Clark County School District enrollment grows, with Hispanics leading the trend

They’re called a minority, but Friday showed that Hispanics are anything but in the nation’s fifth-largest school district.

In this school year’s official head count, which took place that day, Hispanic students outnumbered any two other ethnicities combined in the Clark County School District. Their numbers are rising at twice the rate that the Caucasian student population is declining.

This comes as the district reports a record enrollment of 315,087 students, marking a 3,658-student increase, or 1 percent, over last year’s preliminary count of 311,429.

The Nevada Department of Education verifies the district’s head count before providing funding. It reported late Tuesday that its audit – also preliminary – showed enrollment in Clark County public schools was at 314,956 students. That’s a little less than the district’s count, but still marks a record and shows about 2,200 more students than district officials had expected.

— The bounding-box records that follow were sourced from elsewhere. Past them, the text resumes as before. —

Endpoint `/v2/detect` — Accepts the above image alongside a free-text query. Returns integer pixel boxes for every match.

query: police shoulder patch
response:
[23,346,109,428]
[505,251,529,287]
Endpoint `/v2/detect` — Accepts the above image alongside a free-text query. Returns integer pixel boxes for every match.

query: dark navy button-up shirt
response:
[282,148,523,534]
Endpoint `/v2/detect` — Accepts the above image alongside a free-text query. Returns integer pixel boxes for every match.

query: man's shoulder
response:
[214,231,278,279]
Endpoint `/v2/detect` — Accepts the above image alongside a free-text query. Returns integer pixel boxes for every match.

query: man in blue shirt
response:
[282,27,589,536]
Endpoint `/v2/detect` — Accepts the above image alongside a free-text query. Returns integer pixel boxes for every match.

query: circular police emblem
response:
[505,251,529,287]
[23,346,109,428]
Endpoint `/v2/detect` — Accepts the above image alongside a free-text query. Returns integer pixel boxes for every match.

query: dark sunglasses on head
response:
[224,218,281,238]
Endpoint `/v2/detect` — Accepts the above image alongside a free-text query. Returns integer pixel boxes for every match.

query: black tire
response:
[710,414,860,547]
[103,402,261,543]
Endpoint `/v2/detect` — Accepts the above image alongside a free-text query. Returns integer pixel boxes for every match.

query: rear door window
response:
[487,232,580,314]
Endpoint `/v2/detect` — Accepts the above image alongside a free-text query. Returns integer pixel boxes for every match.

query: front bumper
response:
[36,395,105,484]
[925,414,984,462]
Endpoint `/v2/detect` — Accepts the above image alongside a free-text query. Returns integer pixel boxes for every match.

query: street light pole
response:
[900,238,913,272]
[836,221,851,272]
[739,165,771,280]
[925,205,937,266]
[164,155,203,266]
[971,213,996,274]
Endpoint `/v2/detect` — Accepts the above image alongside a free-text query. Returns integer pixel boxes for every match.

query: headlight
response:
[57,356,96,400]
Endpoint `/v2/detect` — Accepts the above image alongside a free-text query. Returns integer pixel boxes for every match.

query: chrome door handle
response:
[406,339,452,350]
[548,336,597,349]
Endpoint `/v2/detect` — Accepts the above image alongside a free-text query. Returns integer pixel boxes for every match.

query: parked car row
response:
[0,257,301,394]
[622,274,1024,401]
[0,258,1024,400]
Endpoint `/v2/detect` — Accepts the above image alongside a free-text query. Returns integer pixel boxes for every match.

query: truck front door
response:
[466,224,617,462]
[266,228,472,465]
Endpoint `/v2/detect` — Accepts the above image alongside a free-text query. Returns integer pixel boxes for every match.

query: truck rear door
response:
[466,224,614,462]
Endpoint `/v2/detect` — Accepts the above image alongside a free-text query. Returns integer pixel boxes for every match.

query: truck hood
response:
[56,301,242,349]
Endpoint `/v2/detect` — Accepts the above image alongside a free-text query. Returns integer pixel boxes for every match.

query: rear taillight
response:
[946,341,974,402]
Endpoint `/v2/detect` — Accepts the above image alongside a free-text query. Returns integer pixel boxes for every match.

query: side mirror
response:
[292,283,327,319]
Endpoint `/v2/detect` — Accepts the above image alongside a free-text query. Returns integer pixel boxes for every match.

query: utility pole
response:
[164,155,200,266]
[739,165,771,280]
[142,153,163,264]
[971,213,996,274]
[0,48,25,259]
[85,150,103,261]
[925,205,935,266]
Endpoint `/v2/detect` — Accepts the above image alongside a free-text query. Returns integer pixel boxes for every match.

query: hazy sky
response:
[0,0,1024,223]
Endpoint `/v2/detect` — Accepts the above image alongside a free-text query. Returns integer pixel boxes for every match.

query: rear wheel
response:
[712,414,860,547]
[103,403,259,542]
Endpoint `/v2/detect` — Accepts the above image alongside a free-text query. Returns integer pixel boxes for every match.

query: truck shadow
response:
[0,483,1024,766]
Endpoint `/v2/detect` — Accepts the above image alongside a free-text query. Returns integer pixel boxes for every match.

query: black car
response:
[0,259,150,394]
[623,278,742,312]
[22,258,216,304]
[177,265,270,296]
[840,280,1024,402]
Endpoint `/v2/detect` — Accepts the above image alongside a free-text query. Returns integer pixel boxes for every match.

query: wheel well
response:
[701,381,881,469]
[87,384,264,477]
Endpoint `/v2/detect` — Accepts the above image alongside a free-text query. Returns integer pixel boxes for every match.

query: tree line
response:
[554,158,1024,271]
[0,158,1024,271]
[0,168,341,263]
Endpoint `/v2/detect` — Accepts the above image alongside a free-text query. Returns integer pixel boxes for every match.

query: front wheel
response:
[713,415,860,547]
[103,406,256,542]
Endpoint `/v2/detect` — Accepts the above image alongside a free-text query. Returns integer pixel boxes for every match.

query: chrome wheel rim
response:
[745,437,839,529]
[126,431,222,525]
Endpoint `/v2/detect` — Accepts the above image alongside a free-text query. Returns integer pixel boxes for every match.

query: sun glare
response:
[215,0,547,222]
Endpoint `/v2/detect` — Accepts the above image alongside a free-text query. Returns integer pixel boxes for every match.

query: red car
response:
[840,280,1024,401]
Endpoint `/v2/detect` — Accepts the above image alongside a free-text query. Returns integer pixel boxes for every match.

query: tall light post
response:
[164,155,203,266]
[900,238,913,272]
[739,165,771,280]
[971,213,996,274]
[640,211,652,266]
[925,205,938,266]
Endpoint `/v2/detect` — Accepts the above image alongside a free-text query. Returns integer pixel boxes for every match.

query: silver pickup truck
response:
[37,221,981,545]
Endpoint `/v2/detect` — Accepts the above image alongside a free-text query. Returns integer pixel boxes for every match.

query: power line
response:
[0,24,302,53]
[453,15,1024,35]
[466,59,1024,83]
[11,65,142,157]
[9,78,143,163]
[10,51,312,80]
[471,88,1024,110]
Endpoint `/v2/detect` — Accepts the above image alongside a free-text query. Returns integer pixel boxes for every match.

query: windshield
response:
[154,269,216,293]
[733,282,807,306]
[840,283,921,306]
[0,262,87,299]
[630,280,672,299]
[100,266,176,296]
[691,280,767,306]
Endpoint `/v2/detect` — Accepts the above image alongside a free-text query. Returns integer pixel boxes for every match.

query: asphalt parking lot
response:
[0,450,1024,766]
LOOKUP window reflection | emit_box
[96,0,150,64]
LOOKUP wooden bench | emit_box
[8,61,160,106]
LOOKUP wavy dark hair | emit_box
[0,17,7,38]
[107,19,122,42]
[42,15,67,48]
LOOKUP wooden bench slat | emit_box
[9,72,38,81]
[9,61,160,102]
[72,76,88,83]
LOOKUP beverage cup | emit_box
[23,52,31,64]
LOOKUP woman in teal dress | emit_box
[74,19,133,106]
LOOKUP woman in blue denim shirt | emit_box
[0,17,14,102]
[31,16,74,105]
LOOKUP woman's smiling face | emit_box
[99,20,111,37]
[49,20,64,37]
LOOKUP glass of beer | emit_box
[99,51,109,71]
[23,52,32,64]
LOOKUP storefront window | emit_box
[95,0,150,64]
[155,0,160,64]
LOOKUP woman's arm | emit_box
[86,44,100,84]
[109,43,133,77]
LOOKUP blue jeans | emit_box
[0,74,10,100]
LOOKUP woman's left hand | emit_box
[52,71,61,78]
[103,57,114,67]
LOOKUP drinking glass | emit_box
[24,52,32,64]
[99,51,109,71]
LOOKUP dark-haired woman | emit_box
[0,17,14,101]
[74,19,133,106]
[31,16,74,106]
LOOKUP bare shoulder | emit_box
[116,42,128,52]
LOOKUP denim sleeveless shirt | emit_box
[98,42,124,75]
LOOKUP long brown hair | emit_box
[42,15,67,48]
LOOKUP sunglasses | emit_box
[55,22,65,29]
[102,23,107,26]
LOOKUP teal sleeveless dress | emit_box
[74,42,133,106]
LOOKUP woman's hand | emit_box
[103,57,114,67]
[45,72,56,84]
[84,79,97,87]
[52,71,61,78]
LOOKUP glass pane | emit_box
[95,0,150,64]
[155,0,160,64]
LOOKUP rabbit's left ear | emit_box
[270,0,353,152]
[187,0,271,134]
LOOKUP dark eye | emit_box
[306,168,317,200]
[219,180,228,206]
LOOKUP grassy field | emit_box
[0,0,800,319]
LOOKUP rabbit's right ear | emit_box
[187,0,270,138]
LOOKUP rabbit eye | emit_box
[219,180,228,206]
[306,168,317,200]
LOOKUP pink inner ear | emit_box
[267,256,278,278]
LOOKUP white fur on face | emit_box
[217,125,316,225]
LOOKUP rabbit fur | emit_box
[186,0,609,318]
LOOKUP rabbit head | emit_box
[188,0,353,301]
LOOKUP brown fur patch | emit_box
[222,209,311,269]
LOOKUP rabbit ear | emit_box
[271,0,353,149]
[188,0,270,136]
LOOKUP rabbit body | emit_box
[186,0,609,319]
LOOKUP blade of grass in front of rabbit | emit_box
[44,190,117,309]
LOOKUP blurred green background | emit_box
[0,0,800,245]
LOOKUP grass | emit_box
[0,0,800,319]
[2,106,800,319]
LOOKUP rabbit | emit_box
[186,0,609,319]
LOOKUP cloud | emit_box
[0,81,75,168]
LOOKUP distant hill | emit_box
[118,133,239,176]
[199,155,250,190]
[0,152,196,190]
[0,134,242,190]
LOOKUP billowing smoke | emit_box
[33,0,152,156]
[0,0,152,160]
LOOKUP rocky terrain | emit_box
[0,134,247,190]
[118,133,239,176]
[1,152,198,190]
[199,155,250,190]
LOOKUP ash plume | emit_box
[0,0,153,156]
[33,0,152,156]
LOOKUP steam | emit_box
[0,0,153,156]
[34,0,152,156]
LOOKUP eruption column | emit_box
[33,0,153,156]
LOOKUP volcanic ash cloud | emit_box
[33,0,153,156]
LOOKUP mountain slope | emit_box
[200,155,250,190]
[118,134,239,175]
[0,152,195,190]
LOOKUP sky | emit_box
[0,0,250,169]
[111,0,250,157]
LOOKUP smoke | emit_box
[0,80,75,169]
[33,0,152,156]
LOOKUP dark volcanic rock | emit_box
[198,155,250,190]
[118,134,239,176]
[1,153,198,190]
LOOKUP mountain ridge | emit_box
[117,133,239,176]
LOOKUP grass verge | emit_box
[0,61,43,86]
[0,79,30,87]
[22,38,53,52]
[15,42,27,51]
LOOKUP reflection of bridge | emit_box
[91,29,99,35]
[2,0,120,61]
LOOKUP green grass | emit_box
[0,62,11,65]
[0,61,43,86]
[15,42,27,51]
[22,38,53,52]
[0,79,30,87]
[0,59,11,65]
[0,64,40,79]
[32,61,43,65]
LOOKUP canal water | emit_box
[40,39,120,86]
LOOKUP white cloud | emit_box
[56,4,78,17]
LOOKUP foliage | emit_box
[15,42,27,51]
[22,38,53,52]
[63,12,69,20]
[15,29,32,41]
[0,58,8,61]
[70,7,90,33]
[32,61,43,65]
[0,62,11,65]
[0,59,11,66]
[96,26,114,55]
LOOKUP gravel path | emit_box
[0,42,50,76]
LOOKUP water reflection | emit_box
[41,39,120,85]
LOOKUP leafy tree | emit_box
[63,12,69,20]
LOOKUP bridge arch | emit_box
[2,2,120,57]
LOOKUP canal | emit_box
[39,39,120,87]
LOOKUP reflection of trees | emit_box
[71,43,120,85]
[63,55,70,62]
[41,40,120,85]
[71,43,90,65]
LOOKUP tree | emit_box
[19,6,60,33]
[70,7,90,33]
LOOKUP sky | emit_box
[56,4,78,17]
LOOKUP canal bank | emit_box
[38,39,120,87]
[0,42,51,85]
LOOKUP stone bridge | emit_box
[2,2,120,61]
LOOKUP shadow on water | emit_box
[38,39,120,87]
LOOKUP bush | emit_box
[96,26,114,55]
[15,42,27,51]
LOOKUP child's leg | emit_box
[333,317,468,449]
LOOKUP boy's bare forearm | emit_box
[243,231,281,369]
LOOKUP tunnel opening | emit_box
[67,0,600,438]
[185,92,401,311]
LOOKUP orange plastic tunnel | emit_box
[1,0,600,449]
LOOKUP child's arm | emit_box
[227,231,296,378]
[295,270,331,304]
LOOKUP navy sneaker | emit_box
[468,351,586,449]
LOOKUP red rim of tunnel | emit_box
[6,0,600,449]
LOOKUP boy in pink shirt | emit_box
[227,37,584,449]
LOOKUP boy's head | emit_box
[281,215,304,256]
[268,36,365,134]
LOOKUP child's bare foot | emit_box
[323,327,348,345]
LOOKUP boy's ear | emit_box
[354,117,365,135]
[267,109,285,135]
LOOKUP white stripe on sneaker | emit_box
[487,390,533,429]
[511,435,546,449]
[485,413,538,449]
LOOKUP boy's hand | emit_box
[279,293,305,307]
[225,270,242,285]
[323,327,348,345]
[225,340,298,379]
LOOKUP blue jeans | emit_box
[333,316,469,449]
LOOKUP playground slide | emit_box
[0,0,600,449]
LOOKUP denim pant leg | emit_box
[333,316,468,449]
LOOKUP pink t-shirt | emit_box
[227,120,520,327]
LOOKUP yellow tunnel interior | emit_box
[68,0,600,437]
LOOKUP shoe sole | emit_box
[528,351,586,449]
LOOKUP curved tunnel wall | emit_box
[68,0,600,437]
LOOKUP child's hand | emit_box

The effect of Clark County’s enrollment increase – which is reflected statewide as the number of Nevada students increased this year by nearly 13,000 students to a total of 452,220 – will be more money. With state funding at $5,457 per student, a $200 increase over 2012-13, the enrollment increase will translate to about $19 million more for the district.

However, the other effect will be more crowding at elementary schools that are already beyond capacity and now use every portable classroom that the district can find.

“We’re going to have some real difficult challenges,” said Rick Baldwin, the district’s director of demographics and zoning, talking to a committee that began planning on Tuesday for how Clark County schools’ attendance boundaries could be moved to redistribute students among schools, relieving the pressure at crowded campuses.


Exactly a decade ago, 44 percent of the district’s students were Caucasian and 33 percent were Hispanic. As of Friday, that was switched. Just over 44 percent of students are now Hispanic. Caucasians are at 28 percent.

The shift has been steady, with Hispanics overtaking white students in 2006 as the largest demographic in the district. Statewide, Hispanics edged past Caucasians three years ago to become Nevada’s largest student group, accounting for nearly 39 percent of the enrollment.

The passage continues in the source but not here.